RESOLUTION
Aware of our call to care for the creation entrusted to us, LCWR members will promote federal and local legislation which is directed to preserving and renewing America’s wetlands and coastal regions and to strengthening Louisiana levees to sustain a category 5 hurricane.
RATIONALE
The LCWR Call for 2004-2009 expresses our consciousness that environmental degradation threatens all of God’s creation, that people are awakening to the wonder and fragility of our universe and the place of humans within it, and that today’s leaders are experiencing the pressing impact of a rapidly evolving world and universe. Hurricanes Katrina, Rita and Wilma have dramatically highlighted this consciousness and the urgency of our call to respond. A continuing theme of Catholic Social Teaching is that care for this earth is a form of participating in God’s act of creating and sustaining the world. The theme of our assembly this year invites us to pay attention to the frontier, a “place of wilderness at the edge of a settled land.” America’s wetlands and coasts are those physical places of wilderness that require our present attention.

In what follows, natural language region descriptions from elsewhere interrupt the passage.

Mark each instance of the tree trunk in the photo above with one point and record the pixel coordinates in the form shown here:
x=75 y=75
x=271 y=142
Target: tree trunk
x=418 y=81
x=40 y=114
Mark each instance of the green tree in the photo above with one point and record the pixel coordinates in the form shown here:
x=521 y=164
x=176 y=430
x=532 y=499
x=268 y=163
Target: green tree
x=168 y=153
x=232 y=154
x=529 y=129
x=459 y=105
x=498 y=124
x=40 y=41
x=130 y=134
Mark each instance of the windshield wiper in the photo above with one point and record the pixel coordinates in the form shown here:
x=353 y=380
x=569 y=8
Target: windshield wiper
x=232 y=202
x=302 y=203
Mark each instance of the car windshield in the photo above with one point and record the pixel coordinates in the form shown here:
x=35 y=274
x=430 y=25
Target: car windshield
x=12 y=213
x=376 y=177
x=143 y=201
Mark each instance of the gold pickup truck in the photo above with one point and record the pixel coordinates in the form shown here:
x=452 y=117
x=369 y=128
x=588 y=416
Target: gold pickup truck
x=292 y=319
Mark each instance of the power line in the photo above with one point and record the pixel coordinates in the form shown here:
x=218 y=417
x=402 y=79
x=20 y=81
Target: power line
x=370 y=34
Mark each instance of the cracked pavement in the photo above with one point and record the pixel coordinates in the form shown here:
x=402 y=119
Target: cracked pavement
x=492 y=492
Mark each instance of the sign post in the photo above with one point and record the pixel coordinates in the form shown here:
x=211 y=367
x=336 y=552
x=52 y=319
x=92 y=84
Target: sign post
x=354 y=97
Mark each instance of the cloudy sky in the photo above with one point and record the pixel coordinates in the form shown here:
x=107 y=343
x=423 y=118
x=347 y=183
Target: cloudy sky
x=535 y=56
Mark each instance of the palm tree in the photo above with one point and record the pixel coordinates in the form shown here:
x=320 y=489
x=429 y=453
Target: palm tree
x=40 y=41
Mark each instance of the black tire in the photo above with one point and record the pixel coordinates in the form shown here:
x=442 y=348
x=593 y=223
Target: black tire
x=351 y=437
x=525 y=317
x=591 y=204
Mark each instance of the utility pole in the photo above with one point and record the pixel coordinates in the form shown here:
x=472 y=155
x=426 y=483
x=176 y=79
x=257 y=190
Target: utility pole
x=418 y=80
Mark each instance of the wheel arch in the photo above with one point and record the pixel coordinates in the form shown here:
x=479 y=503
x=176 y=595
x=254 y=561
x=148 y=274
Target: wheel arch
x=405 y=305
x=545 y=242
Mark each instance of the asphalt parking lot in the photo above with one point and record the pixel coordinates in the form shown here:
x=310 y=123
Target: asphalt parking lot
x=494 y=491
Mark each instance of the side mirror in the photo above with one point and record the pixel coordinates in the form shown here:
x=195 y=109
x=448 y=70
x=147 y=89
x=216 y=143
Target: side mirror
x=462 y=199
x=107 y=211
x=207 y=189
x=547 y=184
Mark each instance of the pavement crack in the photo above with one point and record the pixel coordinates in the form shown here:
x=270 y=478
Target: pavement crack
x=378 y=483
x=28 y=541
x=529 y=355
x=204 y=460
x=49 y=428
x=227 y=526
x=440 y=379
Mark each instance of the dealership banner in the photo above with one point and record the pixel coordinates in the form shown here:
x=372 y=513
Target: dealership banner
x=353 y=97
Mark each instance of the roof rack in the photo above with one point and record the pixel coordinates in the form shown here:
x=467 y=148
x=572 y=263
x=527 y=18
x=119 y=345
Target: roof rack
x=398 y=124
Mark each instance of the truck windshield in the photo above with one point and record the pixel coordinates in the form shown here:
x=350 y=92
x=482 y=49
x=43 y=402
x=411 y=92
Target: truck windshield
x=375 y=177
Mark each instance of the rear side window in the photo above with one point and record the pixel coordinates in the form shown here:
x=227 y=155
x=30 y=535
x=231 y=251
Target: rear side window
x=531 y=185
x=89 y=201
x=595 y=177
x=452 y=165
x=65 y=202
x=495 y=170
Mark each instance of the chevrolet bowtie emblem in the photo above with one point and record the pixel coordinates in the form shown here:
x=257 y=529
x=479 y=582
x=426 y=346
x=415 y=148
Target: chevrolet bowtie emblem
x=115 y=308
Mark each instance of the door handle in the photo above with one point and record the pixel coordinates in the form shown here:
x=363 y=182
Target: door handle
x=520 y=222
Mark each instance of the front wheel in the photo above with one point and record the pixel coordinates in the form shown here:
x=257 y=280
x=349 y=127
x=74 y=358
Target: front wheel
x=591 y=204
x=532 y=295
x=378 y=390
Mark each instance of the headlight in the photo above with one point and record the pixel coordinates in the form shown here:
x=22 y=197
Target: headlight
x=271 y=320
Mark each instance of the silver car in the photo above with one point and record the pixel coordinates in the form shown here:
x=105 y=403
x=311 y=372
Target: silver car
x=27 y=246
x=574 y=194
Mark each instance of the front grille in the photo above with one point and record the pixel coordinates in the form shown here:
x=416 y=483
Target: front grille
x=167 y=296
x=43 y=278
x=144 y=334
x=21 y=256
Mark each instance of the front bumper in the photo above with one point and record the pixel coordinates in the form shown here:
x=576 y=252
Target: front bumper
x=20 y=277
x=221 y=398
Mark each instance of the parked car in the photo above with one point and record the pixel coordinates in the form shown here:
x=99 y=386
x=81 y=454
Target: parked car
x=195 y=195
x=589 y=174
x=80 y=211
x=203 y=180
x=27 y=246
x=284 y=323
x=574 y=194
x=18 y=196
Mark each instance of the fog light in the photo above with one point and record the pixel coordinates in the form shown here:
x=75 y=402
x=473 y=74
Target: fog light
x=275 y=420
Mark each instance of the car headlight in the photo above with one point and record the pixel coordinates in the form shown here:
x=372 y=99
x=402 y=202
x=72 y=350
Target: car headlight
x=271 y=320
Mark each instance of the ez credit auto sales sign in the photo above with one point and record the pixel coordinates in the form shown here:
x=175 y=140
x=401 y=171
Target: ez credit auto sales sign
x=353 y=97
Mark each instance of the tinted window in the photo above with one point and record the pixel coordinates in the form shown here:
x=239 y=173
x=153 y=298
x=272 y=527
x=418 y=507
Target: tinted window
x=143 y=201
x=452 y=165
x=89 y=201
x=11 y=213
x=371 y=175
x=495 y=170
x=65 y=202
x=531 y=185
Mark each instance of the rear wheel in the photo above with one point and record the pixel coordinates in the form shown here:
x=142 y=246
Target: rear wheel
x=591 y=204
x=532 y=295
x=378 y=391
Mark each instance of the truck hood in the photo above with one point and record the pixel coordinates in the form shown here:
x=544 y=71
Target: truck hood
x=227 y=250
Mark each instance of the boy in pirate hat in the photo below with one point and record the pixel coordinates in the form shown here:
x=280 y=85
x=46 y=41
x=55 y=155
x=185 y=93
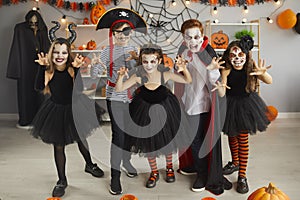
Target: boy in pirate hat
x=121 y=22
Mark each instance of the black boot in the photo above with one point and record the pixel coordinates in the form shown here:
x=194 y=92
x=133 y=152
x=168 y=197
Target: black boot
x=129 y=169
x=115 y=184
x=229 y=168
x=154 y=177
x=242 y=185
x=59 y=189
x=94 y=170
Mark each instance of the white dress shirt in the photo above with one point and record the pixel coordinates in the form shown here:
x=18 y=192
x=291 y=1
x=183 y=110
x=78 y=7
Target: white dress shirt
x=196 y=96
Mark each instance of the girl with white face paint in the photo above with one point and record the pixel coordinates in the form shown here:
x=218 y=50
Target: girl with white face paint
x=66 y=116
x=152 y=77
x=246 y=110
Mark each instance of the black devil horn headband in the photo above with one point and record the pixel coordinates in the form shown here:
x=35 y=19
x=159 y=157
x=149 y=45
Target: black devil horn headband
x=52 y=31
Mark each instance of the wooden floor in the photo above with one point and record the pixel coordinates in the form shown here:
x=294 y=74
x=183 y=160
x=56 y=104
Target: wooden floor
x=27 y=170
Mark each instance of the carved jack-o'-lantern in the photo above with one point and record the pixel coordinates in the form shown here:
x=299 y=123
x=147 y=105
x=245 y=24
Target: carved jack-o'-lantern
x=168 y=61
x=85 y=21
x=96 y=12
x=91 y=45
x=287 y=19
x=219 y=40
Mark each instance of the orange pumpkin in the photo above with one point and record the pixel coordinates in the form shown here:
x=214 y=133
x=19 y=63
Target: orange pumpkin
x=271 y=113
x=268 y=193
x=219 y=40
x=168 y=62
x=287 y=19
x=91 y=45
x=97 y=11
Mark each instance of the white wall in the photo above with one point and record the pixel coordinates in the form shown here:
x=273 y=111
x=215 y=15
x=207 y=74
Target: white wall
x=279 y=47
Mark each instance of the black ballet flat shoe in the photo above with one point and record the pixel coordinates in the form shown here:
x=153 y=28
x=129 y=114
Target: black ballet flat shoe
x=130 y=170
x=227 y=184
x=199 y=184
x=187 y=171
x=59 y=189
x=94 y=170
x=151 y=183
x=115 y=186
x=230 y=168
x=170 y=176
x=242 y=185
x=215 y=190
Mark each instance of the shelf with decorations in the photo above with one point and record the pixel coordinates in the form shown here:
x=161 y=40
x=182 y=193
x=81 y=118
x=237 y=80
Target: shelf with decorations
x=220 y=35
x=88 y=44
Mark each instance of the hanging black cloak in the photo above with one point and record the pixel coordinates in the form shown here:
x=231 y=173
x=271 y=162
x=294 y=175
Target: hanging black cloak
x=21 y=65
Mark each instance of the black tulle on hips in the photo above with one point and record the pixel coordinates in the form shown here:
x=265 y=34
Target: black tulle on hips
x=167 y=139
x=245 y=114
x=61 y=124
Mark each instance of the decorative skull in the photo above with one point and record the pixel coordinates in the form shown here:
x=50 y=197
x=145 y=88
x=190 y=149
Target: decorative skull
x=237 y=57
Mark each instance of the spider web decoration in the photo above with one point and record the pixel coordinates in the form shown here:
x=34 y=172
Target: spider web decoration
x=164 y=22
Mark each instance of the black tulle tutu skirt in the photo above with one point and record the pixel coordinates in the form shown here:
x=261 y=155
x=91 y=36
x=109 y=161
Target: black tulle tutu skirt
x=245 y=114
x=158 y=116
x=65 y=124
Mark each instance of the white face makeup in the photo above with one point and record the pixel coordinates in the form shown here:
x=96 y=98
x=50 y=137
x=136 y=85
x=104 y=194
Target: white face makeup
x=33 y=22
x=193 y=39
x=237 y=57
x=150 y=62
x=60 y=54
x=122 y=35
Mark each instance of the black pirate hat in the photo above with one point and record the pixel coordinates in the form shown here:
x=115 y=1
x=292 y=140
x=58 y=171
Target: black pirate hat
x=116 y=15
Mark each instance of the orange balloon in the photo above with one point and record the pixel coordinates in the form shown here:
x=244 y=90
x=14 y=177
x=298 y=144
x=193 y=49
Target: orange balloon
x=287 y=19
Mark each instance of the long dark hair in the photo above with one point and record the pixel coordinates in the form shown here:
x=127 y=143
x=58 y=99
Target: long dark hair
x=252 y=81
x=41 y=24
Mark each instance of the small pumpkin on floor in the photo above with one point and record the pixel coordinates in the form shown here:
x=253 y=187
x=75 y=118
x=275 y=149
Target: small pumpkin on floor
x=268 y=193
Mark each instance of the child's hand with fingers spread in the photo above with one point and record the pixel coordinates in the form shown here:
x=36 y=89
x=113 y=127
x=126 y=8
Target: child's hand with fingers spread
x=180 y=63
x=78 y=61
x=219 y=85
x=260 y=69
x=216 y=64
x=123 y=71
x=43 y=59
x=133 y=56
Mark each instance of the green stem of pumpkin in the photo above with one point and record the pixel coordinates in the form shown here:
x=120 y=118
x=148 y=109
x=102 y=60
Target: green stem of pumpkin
x=271 y=189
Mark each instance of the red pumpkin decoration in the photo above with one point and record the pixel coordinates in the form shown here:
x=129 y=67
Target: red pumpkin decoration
x=287 y=19
x=97 y=11
x=219 y=40
x=86 y=21
x=91 y=45
x=168 y=62
x=268 y=193
x=271 y=113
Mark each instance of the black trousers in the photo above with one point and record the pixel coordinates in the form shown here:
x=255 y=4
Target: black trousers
x=117 y=113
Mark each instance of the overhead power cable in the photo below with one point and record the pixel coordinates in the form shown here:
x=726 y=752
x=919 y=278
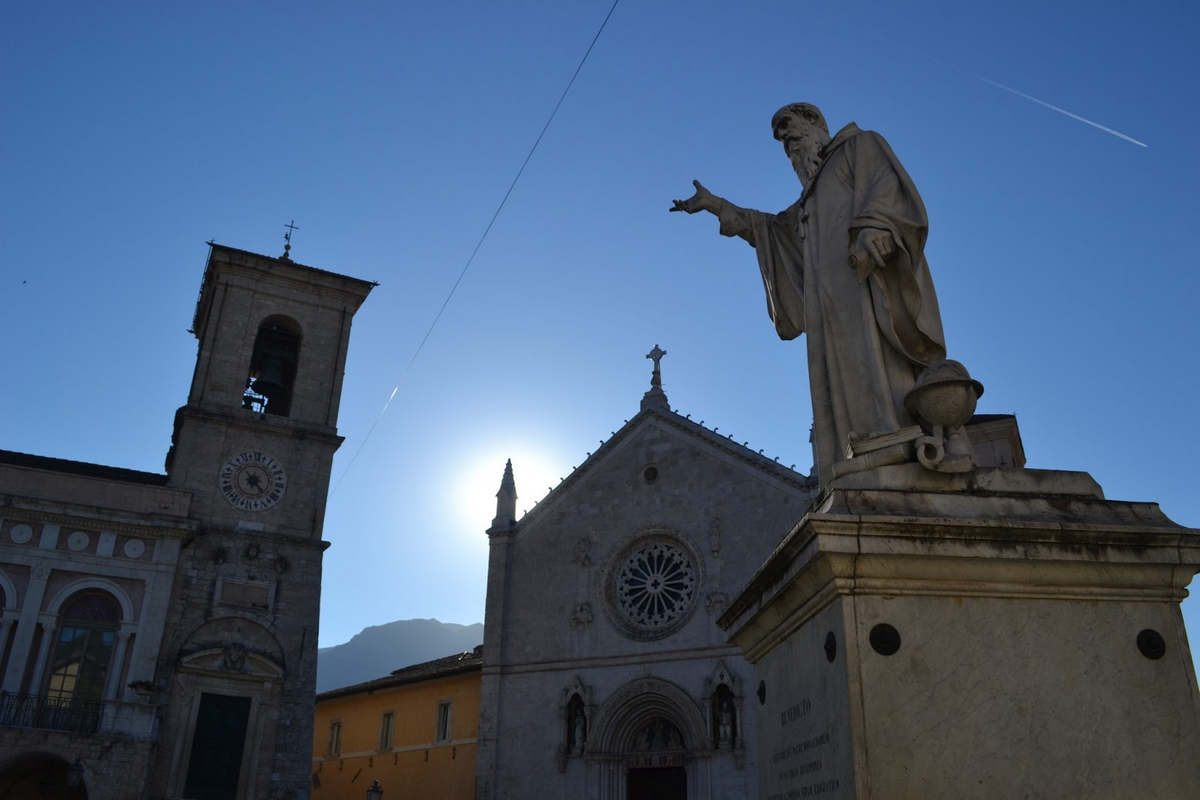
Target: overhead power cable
x=479 y=244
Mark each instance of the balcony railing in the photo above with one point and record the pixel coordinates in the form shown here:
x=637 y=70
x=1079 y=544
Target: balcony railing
x=49 y=714
x=138 y=720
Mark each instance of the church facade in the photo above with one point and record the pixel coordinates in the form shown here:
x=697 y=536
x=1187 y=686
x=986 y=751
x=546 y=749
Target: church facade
x=160 y=630
x=605 y=674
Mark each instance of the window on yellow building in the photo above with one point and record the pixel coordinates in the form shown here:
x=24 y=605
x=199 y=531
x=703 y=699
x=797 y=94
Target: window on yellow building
x=335 y=738
x=443 y=721
x=385 y=726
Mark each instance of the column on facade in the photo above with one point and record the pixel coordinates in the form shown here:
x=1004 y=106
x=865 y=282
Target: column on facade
x=27 y=623
x=113 y=689
x=51 y=625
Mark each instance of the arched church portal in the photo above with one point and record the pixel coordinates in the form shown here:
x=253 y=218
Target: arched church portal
x=651 y=744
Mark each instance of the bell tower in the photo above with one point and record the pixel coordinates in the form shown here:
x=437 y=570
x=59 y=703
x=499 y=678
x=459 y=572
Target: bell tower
x=253 y=446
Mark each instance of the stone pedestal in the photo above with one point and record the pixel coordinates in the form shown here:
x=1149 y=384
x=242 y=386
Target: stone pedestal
x=1003 y=633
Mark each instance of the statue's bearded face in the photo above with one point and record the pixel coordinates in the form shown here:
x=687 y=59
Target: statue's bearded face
x=802 y=140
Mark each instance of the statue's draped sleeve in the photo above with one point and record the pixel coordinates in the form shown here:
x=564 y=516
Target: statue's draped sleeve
x=779 y=262
x=903 y=293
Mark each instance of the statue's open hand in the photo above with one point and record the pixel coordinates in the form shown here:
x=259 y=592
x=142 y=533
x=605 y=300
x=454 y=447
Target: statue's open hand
x=702 y=200
x=877 y=244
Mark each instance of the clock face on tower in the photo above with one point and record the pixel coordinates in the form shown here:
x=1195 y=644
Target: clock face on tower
x=252 y=481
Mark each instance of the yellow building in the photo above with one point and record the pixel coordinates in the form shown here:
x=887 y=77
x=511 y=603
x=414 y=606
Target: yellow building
x=413 y=731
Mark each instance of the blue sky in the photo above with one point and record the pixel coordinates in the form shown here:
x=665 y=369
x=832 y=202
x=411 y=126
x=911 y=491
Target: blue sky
x=1063 y=256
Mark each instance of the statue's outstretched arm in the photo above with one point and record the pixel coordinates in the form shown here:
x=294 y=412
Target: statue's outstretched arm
x=735 y=220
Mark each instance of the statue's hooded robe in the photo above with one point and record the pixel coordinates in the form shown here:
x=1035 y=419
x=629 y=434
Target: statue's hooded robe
x=867 y=340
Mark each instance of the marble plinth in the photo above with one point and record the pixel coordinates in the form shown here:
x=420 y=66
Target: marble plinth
x=1006 y=633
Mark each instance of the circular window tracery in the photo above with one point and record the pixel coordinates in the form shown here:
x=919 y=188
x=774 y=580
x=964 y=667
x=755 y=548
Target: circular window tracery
x=655 y=587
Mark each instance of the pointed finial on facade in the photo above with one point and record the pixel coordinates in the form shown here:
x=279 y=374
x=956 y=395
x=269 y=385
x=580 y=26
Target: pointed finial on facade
x=287 y=240
x=505 y=500
x=655 y=398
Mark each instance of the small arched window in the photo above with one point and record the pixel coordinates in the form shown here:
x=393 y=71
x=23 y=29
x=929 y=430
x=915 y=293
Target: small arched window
x=83 y=648
x=273 y=367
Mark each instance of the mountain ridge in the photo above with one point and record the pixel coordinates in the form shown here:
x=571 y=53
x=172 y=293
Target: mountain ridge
x=378 y=650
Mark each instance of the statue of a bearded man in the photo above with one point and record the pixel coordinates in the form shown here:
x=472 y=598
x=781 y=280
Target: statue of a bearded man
x=846 y=265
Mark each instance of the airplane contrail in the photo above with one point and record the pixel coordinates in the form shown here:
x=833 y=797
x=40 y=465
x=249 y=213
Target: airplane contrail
x=1063 y=110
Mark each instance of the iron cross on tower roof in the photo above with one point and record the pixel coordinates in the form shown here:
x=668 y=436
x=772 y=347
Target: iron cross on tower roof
x=287 y=240
x=655 y=397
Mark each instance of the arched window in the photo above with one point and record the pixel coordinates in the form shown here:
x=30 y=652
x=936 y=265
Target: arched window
x=576 y=726
x=273 y=367
x=83 y=649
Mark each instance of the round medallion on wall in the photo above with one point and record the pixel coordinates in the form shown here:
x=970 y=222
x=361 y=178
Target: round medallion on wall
x=653 y=585
x=21 y=534
x=252 y=481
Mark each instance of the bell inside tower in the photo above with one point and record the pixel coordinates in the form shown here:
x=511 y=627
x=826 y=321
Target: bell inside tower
x=273 y=367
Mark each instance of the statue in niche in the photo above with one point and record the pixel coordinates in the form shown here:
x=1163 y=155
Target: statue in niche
x=724 y=717
x=846 y=265
x=576 y=726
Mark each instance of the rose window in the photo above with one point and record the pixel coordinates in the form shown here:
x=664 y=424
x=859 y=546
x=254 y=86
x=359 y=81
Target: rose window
x=655 y=585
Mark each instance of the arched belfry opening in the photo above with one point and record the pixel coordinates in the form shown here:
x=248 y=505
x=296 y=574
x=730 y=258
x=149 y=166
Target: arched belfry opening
x=273 y=367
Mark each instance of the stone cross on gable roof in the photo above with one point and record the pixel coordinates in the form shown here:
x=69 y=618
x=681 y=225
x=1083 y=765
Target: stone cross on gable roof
x=655 y=397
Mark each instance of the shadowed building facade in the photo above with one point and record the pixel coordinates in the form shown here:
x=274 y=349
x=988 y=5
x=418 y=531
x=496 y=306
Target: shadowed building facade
x=605 y=674
x=413 y=731
x=160 y=630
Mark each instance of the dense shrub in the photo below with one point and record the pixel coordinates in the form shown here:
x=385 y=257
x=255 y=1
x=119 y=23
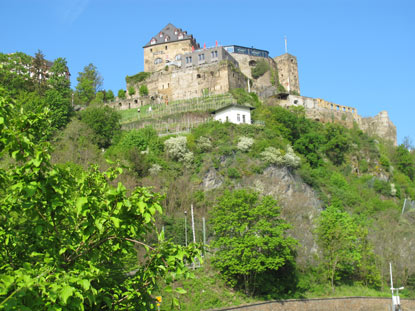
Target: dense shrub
x=139 y=77
x=104 y=121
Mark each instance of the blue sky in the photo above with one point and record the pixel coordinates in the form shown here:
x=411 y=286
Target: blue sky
x=356 y=53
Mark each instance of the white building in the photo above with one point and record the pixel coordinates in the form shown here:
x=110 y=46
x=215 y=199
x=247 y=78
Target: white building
x=234 y=113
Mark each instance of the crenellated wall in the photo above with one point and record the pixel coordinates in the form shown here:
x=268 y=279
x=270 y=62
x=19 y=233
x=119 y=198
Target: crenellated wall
x=328 y=112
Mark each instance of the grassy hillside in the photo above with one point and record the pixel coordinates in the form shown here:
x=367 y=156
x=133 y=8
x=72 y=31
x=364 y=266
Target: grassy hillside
x=337 y=192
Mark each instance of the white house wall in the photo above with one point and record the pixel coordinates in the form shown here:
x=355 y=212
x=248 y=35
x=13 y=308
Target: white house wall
x=232 y=114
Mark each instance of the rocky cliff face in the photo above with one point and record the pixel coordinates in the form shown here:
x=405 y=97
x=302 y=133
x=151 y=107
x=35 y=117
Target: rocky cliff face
x=299 y=202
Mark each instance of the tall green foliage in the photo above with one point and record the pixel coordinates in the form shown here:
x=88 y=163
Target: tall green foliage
x=104 y=121
x=250 y=237
x=89 y=83
x=337 y=236
x=69 y=240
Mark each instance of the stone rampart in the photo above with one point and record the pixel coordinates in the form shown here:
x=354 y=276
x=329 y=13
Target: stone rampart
x=328 y=112
x=328 y=304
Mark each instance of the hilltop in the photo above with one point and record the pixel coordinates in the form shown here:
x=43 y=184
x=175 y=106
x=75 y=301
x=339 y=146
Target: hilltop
x=306 y=177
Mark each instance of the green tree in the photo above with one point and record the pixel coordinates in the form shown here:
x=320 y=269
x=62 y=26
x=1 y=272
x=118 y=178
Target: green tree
x=15 y=73
x=131 y=90
x=89 y=83
x=337 y=236
x=121 y=94
x=58 y=96
x=109 y=96
x=39 y=70
x=69 y=239
x=104 y=121
x=250 y=237
x=143 y=90
x=405 y=162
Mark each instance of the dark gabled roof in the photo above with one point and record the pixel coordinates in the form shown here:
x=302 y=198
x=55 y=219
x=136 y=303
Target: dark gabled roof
x=172 y=33
x=233 y=105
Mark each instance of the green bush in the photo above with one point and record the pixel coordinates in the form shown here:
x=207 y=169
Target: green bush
x=131 y=90
x=121 y=94
x=233 y=173
x=104 y=121
x=143 y=90
x=139 y=77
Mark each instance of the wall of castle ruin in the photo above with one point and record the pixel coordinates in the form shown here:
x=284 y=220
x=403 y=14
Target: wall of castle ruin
x=381 y=126
x=184 y=83
x=288 y=72
x=328 y=112
x=247 y=62
x=164 y=52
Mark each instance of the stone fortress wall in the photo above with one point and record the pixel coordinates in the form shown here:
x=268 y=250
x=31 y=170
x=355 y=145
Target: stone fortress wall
x=181 y=70
x=327 y=112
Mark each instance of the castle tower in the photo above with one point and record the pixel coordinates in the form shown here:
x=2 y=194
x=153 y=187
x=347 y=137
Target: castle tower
x=167 y=46
x=288 y=72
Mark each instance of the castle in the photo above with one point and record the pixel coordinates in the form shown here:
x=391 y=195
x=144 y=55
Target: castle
x=176 y=68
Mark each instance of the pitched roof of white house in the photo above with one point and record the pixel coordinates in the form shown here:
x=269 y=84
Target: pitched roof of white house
x=233 y=106
x=170 y=33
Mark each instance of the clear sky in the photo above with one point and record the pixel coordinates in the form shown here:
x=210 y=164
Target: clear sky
x=356 y=53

BACKGROUND: Why should we care?
All wetlands serve important functions:
- Preservation of water quality
- Mitigation of local flooding
- Genetic bank of species diversity
- Basis of food chains and breeding grounds for many open-water fish
What’s happening to Louisiana is an illustration of devastating effects of wetland destruction:
- Coastal Louisiana has been branded as America’s WETLAND due to its vital importance to the well being of the United States.
- “Wetland Loss” is the conversion of vegetated wetlands to open water.
- 1900 square miles (1.2 million acres), approximately the size of Delaware has been lost since 1932.
- The loss from Hurricanes Katrina and Rita was 218 square miles of vegetated marsh.
- America’s WETLAND is losing about 10.3 square miles of vegetated wetlands per year.